When the power went out for the third time in two months, I realized I needed a better disaster recovery strategy. Cloud providers don't lose power, but they do charge by the minute. The solution? A hybrid mesh that runs on-premise by default but automatically bursts into the cloud during outages.

Building a Hybrid Cloud Mesh: Cilium, WireGuard, and Tailscale for Disaster-Resilient Kubernetes
Photo by BoliviaInteligente / Unsplash

This is how I built a cost-effective, secure, multi-region Kubernetes cluster using Cilium Cluster Mesh, WireGuard encryption, and Tailscale for management, achieving measurable improvements in latency and significant storage cost savings compared to a full cloud deployment.

The Problem: Homelab Reliability Meets Cloud Costs

Running Kubernetes at home offers unbeatable price-performance for compute and storage. My Talos cluster storage would cost a lot more per month in the cloud. But homelabs have an Achilles heel: residential power and internet reliability.

The traditional solutions all had drawbacks:

  • Full cloud migration: 40x cost increase for equivalent resources
  • Hot standby in cloud: Paying for idle resources 99% of the time
  • Manual failover: Too slow and error-prone for production workloads
  • Basic VPN mesh: No application awareness or automatic failover

I needed something smarter: infrastructure that's primarily on-premise but intelligently expands into the cloud when needed.

Architecture: The Best of Both Worlds

Here's the high-level architecture I implemented:

┌─────────────────────────────────────────────────────────────────┐
│                          Internet                               │
└────────────────┬─────────────────────────┬──────────────────────┘
                 │                         │
        ┌────────▼────────┐       ┌───────▼────────┐
        │   Tailscale     │       │  Tailscale     │
        │  Coordination   │       │ Coordination   │
        └────────┬────────┘       └───────┬────────┘
                 │                         │
    ┌────────────▼────────────┐ ┌─────────▼────────────┐
    │   On-Premise Cluster    │ │   Cloud Burst        │
    │   (Primary)             │ │   (Auto-Scaled)      │
    │                         │ │                      │
    │  🖥️  Control Plane x3   │ │  ☁️  Worker x0-5      │
    │  🖥️  Worker x4          │ │    (Spot Instances)   │
    │  💾 Longhorn Storage    │ │  💾 Cloud Storage     │
    │                         │ │                      │
    │  Cilium + WireGuard     │ │  Cilium + WireGuard  │
    │  192.168.0.0/24         │ │  10.1.0.0/24         │
    └────────────┬────────────┘ └──────────┬───────────┘
                 │                         │
                 └─────────────┬───────────┘
                               │
                    ┌──────────▼──────────┐
                    │   Cilium Cluster    │
                    │       Mesh          │
                    │                     │
                    │  🔐 WireGuard       │
                    │  🌐 Service Mesh    │
                    │  📊 Observability   │
                    └─────────────────────┘

Phase 1: Cilium Cluster Mesh Foundation

Cilium Cluster Mesh is the cornerstone technology that makes this architecture possible. Unlike traditional VPN solutions, it provides Kubernetes-native multi-cluster networking with service discovery and load balancing.
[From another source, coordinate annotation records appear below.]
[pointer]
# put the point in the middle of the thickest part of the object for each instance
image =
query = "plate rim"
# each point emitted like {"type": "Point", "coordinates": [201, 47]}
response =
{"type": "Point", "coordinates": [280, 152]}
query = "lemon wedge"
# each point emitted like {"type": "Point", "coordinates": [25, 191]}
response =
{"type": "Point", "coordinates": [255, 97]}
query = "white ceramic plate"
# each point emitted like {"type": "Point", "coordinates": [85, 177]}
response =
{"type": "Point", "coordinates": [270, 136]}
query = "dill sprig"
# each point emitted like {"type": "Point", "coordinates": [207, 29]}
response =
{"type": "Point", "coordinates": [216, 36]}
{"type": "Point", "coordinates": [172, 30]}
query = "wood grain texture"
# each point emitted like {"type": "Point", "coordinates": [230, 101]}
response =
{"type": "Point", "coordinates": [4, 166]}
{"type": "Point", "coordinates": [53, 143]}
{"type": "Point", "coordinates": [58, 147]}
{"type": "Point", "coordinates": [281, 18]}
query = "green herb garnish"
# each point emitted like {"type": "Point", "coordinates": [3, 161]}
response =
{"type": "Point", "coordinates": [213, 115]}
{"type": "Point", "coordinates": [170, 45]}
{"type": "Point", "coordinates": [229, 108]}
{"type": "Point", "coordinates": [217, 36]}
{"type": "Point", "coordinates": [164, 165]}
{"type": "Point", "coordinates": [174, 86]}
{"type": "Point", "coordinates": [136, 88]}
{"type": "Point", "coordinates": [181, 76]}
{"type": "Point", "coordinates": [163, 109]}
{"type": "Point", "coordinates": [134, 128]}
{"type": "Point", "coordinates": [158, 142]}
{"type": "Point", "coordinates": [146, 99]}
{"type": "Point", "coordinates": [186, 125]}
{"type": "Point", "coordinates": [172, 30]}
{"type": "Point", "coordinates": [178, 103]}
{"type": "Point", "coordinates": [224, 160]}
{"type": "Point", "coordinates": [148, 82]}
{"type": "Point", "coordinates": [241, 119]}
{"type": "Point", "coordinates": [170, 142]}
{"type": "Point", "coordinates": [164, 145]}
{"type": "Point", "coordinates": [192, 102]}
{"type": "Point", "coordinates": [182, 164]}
Installing Cilium with Mesh Support

First, I deployed Cilium on both clusters with mesh capabilities:

# On-premise cluster (Using v1.18.0 - latest stable as of July 2025)
helm upgrade --install cilium cilium/cilium \
  --version 1.18.0 \
  --namespace kube-system \
  --set cluster.name=on-prem \
  --set cluster.id=1 \
  --set encryption.enabled=true \
  --set encryption.type=wireguard \
  --set encryption.nodeEncryption=false \
  --set clustermesh.apiserver.enabled=true \
  --set bpf.masquerade=true

# Cloud cluster (initially empty)
helm upgrade --install cilium cilium/cilium \
  --version 1.18.0 \
  --namespace kube-system \
  --set cluster.name=cloud-burst \
  --set cluster.id=2 \
  --set encryption.enabled=true \
  --set encryption.type=wireguard \
  --set encryption.nodeEncryption=false \
  --set clustermesh.apiserver.enabled=true

Establishing the Mesh Connection

The magic happens when you connect the clusters. Cilium generates a cluster mesh configuration:

# Extract mesh configuration from on-prem (creates LoadBalancer service by default)
cilium clustermesh enable --context on-prem
cilium clustermesh status --context on-prem --wait

# Connect cloud cluster to on-prem
cilium clustermesh connect --context cloud-burst \
  --destination-context on-prem

Within minutes, pods in both clusters could discover and communicate with each other securely.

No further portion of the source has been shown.